More Utah schools meeting federal law

They are improving — or learning how to play the game

Published: Wednesday, Nov. 3 2004 9:24 a.m. MST

Utah schools are improving, No Child Left Behind reports released Monday show.

Or are they?

Schools are learning how to play the game. Some of the rules were loosened. And the test "cut scores" changed. (A cut score is the minimum score a student must achieve to pass the test.)

Some say those factors made a big difference. But others say the reports show schools are working harder than ever to prevent students from falling through the cracks.
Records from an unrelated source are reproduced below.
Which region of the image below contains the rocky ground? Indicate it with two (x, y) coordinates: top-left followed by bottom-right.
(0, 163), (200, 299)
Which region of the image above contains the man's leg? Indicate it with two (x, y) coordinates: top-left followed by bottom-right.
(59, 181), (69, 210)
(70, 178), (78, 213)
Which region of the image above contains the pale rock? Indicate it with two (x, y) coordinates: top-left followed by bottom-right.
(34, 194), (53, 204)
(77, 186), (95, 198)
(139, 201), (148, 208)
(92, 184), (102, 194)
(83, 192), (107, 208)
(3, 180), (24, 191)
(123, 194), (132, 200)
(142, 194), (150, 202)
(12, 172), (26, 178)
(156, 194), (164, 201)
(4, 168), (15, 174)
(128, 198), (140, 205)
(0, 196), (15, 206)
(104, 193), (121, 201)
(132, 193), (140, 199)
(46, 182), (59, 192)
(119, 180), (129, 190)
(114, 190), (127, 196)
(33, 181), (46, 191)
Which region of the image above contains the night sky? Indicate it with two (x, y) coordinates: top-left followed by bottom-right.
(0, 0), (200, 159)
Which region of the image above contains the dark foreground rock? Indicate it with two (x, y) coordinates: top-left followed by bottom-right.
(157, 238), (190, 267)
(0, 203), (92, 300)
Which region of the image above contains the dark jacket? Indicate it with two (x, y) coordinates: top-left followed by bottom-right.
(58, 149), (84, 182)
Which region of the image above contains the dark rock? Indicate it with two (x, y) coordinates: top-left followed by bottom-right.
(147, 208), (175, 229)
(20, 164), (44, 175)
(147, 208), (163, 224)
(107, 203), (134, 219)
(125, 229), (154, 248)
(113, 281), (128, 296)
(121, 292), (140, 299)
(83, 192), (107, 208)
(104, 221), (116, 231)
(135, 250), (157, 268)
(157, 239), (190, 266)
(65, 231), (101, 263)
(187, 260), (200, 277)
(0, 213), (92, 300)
"Schools are really improving," said Charles Hausman, Salt Lake District assistant superintendent who has been critical of No Child Left Behind. "I still have concerns about the legislation. With that in mind, I have seen NCLB exert what I call a healthy pressure. Schools have responded favorably, and that is reflected in the data."

The federal NCLB law requires all students, regardless of income, race or disability, to be able to read and do math well by 2014. It requires districts to issue annual adequate yearly progress, or AYP, reports on movement toward that goal.

Utah districts released AYP reports Monday; the State Office of Education follows suit today on its Web site, www.usoe.org. More information on AYP reports, including a statewide list of which schools made the grade, is also available here.

Utah's AYP lens captures schools' core curriculum test scores, or CRTs.

Some say its focus is unforgiving.

AYP reports are all or nothing. Schools must either have good language arts and math test scores, plus an average 95 percent of each student group taking the test, or they fail to make AYP.

That approach represents both carrot and stick for schools to reach students who historically have fallen behind: the poor, the disabled, immigrants and ethnic minorities.

But the stick strikes low-income schools harder than others. Those receiving Title I dollars face federal sanctions — from inviting parents to transfer students to higher-performing schools to having the state take over — if they don't make AYP two years in a row. Failing to make AYP two years in a row tags a school as being in "school improvement."

Last year, six Utah Title I schools were in "school improvement." Now there are 16, the State Office of Education reported.